Your friend is either from a breakaway group, such as the Old Calendarists, who are quite analogous to Sedevacantists, Or Oriental Orthodox, an apostolic group which also uses the term “Orthodox” as a self identifier. This confuses a lot of Western Christians who seem to think only one group should be able to use the term for whatever reason. Though the Eastern Orthodox and Oriental Orthodox churches both like to emphasize that they are “Orthodox”, the Oriental Orthodox are equally not in Communion with Rome. With the joint Roman Catholic-Eastern Orthodox Churches having not communed with them since the Council of Chalcedon in 451.

If the conversation took place a long time ago there are additional possibilities, but these are most likely. Either way Catholicism has its own similar groups, and as the old saying goes, it is best not to throw bricks in glass houses.

How do the Orthodox understand the change from plural to singular in the following?:

Luke 22:31 "Simon, Simon, behold, Satan demanded to have you, { The Greek word for you ( twice in this verse ) is plural; in verse 32, all four instances are singular } that he might sift you like wheat,

32 but I have prayed for you that your faith may not fail. And when you have turned again, strengthen your brothers. "

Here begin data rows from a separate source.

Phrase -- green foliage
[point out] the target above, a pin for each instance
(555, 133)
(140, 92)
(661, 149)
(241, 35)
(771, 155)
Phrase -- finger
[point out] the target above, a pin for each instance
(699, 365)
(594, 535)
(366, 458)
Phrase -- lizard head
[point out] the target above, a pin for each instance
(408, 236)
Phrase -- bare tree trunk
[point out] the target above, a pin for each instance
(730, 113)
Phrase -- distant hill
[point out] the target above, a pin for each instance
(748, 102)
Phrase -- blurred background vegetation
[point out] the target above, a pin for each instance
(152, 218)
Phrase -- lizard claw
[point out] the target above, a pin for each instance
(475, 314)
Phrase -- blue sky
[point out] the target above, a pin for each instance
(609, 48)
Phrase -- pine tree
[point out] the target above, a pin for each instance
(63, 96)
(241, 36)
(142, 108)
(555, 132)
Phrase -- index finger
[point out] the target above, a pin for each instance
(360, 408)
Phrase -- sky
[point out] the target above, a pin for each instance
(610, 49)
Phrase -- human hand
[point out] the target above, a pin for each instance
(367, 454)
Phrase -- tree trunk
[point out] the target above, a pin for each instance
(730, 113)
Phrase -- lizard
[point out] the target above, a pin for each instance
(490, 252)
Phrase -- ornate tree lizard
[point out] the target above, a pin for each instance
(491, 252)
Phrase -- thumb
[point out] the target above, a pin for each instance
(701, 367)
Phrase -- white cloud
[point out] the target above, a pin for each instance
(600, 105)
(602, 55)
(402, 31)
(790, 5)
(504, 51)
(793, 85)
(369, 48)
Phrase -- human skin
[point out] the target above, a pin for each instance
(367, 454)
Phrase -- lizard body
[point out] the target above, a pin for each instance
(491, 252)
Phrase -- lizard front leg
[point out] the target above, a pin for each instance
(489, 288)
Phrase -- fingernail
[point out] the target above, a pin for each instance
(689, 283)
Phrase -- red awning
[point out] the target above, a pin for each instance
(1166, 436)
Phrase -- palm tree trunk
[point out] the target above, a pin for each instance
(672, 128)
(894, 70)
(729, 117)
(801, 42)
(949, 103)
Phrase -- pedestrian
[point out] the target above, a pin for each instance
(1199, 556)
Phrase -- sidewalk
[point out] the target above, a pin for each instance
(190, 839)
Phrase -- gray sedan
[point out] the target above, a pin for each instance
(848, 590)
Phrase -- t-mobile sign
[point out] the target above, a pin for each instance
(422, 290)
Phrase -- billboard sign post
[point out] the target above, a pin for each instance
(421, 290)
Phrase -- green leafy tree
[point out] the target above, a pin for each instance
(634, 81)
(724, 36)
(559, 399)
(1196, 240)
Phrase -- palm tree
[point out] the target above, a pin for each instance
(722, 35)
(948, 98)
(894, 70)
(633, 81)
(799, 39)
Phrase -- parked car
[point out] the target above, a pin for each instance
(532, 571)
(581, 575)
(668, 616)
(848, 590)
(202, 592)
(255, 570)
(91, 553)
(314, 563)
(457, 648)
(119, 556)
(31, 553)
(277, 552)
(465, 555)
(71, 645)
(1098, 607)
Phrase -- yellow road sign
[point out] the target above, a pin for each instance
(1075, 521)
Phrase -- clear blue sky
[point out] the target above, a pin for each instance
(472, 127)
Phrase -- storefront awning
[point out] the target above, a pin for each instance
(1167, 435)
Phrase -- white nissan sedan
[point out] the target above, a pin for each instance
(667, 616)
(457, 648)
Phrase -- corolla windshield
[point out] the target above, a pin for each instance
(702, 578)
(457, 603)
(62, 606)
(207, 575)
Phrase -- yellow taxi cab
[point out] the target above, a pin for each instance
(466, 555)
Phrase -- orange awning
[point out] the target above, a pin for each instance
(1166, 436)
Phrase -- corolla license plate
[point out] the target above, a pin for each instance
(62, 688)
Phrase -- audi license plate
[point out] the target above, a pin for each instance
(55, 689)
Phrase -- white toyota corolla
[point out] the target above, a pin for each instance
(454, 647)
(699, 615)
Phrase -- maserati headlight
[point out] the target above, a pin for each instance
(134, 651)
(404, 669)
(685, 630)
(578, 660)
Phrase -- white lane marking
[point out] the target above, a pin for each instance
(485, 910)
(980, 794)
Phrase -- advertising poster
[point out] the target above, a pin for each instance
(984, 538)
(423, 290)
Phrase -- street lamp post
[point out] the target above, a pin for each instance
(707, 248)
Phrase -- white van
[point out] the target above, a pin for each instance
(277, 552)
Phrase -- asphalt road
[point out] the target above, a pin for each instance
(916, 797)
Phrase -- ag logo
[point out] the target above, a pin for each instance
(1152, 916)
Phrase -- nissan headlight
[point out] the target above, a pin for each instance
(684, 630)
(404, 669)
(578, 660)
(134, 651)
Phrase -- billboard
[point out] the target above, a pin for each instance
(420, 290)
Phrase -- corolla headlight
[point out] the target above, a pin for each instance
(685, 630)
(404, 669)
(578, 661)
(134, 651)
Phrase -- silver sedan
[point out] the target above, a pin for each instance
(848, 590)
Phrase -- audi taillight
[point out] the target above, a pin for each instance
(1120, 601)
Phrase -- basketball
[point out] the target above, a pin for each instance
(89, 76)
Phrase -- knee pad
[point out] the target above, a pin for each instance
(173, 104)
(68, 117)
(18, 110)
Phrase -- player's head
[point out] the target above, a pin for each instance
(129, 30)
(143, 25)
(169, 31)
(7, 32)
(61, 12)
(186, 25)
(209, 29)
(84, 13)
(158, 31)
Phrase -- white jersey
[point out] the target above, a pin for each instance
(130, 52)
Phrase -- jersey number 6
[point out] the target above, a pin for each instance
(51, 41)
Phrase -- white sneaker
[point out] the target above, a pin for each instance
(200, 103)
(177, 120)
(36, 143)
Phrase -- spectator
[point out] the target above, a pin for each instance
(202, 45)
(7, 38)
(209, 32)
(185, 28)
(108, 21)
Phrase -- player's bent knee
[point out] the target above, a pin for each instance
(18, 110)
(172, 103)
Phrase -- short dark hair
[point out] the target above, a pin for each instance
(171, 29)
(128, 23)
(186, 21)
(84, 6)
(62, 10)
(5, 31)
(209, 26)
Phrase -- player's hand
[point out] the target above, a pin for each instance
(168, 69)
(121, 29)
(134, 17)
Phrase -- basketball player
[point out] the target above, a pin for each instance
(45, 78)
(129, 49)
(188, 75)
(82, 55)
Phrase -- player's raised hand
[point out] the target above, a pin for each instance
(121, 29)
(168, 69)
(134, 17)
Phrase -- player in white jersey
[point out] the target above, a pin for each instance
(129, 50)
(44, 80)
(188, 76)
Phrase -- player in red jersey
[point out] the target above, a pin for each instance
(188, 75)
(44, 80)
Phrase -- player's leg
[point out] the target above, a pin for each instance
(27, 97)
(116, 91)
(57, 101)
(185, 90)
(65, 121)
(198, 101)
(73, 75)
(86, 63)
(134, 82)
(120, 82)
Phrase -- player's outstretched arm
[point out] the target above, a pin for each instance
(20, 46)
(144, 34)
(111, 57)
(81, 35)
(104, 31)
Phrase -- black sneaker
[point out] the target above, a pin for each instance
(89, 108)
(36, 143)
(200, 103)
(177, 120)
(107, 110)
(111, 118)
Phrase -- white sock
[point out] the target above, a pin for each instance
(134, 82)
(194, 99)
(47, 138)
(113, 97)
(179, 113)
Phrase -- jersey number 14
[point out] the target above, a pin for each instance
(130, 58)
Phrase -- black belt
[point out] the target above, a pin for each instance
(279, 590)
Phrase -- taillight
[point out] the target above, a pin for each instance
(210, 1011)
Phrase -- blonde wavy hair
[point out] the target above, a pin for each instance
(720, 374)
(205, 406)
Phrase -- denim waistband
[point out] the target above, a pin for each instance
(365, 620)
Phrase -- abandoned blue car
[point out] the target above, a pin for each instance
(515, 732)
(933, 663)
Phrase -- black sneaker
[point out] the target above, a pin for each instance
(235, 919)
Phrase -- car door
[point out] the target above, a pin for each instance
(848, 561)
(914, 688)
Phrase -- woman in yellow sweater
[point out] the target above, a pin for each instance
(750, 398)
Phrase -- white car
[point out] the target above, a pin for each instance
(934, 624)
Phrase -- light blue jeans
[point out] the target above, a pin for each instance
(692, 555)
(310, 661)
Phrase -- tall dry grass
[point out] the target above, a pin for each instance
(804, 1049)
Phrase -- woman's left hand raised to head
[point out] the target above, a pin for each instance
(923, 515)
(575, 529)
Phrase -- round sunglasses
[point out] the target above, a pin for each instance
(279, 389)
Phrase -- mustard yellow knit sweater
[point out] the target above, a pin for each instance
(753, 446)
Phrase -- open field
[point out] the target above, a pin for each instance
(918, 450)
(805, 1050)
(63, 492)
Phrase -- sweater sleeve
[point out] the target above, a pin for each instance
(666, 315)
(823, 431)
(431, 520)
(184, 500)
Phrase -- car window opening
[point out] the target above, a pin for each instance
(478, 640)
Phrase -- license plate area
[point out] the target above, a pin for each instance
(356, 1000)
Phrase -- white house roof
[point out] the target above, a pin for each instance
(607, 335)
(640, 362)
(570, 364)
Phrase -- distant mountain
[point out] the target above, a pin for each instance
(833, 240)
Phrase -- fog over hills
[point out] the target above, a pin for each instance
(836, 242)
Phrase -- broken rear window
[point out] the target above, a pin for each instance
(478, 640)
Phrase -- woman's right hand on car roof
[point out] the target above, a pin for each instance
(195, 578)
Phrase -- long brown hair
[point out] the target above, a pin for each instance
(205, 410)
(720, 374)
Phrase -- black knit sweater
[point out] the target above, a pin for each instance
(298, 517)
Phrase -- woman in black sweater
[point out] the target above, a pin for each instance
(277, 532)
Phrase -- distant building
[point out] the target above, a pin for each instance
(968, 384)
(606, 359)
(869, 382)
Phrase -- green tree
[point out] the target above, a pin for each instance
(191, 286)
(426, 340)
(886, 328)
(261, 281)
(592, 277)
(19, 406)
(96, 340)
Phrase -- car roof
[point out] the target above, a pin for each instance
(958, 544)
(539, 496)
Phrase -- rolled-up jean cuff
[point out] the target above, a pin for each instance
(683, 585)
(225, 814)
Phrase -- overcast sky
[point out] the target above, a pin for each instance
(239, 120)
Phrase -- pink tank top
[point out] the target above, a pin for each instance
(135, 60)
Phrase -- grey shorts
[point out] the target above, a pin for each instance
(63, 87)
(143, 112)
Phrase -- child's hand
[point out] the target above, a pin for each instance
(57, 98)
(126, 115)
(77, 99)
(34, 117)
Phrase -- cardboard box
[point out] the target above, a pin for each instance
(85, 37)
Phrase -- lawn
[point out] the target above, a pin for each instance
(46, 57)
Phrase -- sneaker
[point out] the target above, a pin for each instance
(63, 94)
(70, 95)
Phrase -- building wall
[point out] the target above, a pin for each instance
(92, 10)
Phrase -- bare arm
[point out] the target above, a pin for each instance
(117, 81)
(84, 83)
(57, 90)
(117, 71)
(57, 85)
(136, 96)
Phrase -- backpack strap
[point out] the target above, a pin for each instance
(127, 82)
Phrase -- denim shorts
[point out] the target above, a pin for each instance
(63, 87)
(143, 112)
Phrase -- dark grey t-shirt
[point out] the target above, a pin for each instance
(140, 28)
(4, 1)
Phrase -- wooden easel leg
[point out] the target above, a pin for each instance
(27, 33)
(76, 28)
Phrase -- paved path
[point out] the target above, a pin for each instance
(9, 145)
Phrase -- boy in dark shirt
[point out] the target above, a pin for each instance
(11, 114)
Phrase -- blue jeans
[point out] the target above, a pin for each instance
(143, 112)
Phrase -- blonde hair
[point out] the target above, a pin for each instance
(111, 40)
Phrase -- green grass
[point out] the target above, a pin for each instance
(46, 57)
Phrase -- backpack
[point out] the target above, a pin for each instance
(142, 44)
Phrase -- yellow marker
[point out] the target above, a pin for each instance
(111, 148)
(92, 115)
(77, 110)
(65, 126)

Did Peter get a stronger prayer from Jesus about not being “sifted”? Does this have any relevance to what the old Church’s are like today?

You are right. It looks like I jumped to two conclusions. I hope the OP clears it up for us.

Given the Orthodox vs. Catholic angle of the question, I would believe the OP is talking about Eastern Orthodox. Had the OP been talking about the Oriental Orthodox (the other large communion calling itself Orthodox) it is likely the question would have specified that since they are much smaller.